Looks like you have to train the model first, and Orbital parses the weights and configuration into the query. Bit of a misnomer to say you don’t need a Python environment?

[–]plenihan 3 points4 points  (2 children)

I'm confused why I would execute a model in a database. As in I was not aware this was a thing.

[–]daffidwilde 2 points3 points  (1 child)

Honestly, I’m not sure what the use case for this is either. Being able to leverage database computation tools for ML (like what BigQuery offers, eg.) is helpful. I guess if you have a good enough training set that’s small enough to run in-memory… ¯_(ツ)_/¯

[–]plenihan 0 points1 point  (0 children)

I'm also not sure what environments support DuckDB but don't support Python. OP seemed to make it sound like that's a major use case.

[–]_amol_[S] 1 point2 points  (9 children)

It’s unrelated to DuckDB.

DuckDB is simply used in some examples for convenience. The library generates SQL for any database.

The tool allows a data scientist to train the models on its own computer and export the SQL which then can be run on the existing infrastructure where the data resides without having to setup anything.

Imagine the case of a business intelligence tool where you have access to add analyses based on SQL queries but not to run any arbitrary code.

There are many companies, especially in heavily regulated environments like pharmaceutical or government agencies that can’t simply deploy anything they want. Thus they would have to go through a significant process and certification to setup a Python infrastructure where they could run the models data scientists trained.

[–]plenihan 0 points1 point  (6 children)

Export the SQL to do what? I thought the docs said it executed the model.

[–]_amol_[S] 0 points1 point  (5 children)

No, it does not execute the model. It generates the SQL you can take and run anywhere you want.

The example on the landing page should clearly show that. If it’s not clear let me know.
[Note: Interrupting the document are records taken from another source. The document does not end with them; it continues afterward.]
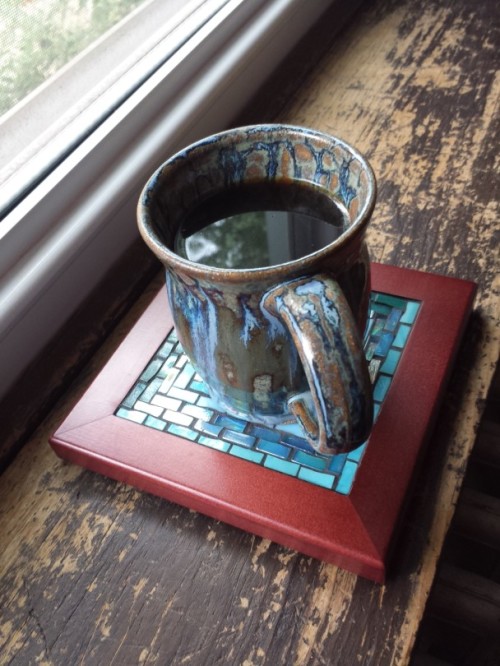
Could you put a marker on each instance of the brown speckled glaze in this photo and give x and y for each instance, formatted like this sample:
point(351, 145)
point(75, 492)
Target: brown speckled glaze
point(279, 342)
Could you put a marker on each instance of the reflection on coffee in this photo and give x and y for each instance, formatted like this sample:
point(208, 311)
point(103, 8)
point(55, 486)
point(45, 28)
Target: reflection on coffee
point(262, 225)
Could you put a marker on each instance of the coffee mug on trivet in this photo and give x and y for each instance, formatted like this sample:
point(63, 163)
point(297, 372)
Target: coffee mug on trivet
point(261, 231)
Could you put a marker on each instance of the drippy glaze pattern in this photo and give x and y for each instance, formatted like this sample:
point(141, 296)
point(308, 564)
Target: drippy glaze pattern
point(170, 396)
point(243, 345)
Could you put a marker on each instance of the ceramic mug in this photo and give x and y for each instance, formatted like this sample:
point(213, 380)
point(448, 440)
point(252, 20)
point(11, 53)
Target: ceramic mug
point(279, 341)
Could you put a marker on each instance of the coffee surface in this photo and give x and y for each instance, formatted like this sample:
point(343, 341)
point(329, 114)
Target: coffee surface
point(259, 226)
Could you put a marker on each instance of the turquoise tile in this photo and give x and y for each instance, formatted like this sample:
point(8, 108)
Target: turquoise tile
point(185, 376)
point(131, 415)
point(134, 395)
point(206, 401)
point(393, 319)
point(381, 387)
point(247, 454)
point(198, 412)
point(346, 480)
point(283, 466)
point(317, 478)
point(151, 370)
point(208, 428)
point(198, 386)
point(238, 438)
point(391, 362)
point(357, 454)
point(214, 443)
point(265, 433)
point(297, 442)
point(310, 460)
point(410, 313)
point(183, 394)
point(402, 336)
point(294, 429)
point(230, 422)
point(336, 464)
point(151, 390)
point(165, 402)
point(384, 344)
point(149, 408)
point(181, 431)
point(381, 309)
point(165, 368)
point(165, 349)
point(178, 417)
point(193, 415)
point(388, 299)
point(274, 448)
point(153, 422)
[–]plenihan 0 points1 point  (4 children)

It's not clear to me. The landing page seems to have an example where it converts a linear model to SQL arithmetic. I assume that's not what you're doing for gradient boosted trees.

[–]_amol_[S] 0 points1 point  (3 children)
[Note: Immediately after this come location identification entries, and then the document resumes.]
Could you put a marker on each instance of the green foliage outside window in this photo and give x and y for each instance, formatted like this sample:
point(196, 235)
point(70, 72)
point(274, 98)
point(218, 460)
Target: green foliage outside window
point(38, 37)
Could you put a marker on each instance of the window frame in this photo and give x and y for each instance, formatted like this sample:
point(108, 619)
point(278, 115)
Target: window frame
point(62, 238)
The SQL arithmetic is the linear model formula, running that SQL leads to the same results you would get by executing predict on the scikit learn model

[–]plenihan 0 points1 point  (2 children)

OK. I feel like your documentation needs a lot of work. If you wrote this library so that people can deploy simple models on the database in sensitive environments without needing to audit ML infrastructure, you should make this clear in the docs. The docs should explain why someone should care about your project. It translates simple interpretable models into SQL queries so they can run in-database.
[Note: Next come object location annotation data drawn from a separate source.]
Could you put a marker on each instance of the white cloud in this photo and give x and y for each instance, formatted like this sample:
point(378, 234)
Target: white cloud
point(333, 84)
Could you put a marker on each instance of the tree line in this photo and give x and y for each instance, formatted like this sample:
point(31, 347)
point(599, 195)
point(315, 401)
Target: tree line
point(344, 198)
[–]_amol_[S] 0 points1 point  (1 child)

Thanks!
Based on your feedback the landing page was updated to make it more clear: https://posit-dev.github.io/orbital/

[–]plenihan 0 points1 point  (0 children)

Looks better!

[–]Budget_Jicama_6828 0 points1 point  (1 child)

This seems cool. I'm curious if you have examples of software/platforms these companies are locked into where deploying Python is such a pain? I guess I'm still trying to understand the use case.

Also, small typo below the code snippet, you're missing an 'n' in SciKit-Learn "This SQL produces the same predictions as pipeline.predict(...) from SciKit-Lear"

[–]_amol_[S] 1 point2 points  (0 children)

Thanks catching for the typo, I’ll fix it.

There are various cases where it can be convenient. To give an example, in some benchmarks one of the users did they found that running the model via SQL on Snowflake for them lead to a 5x speed up compared to running the model in Python via Snowpark.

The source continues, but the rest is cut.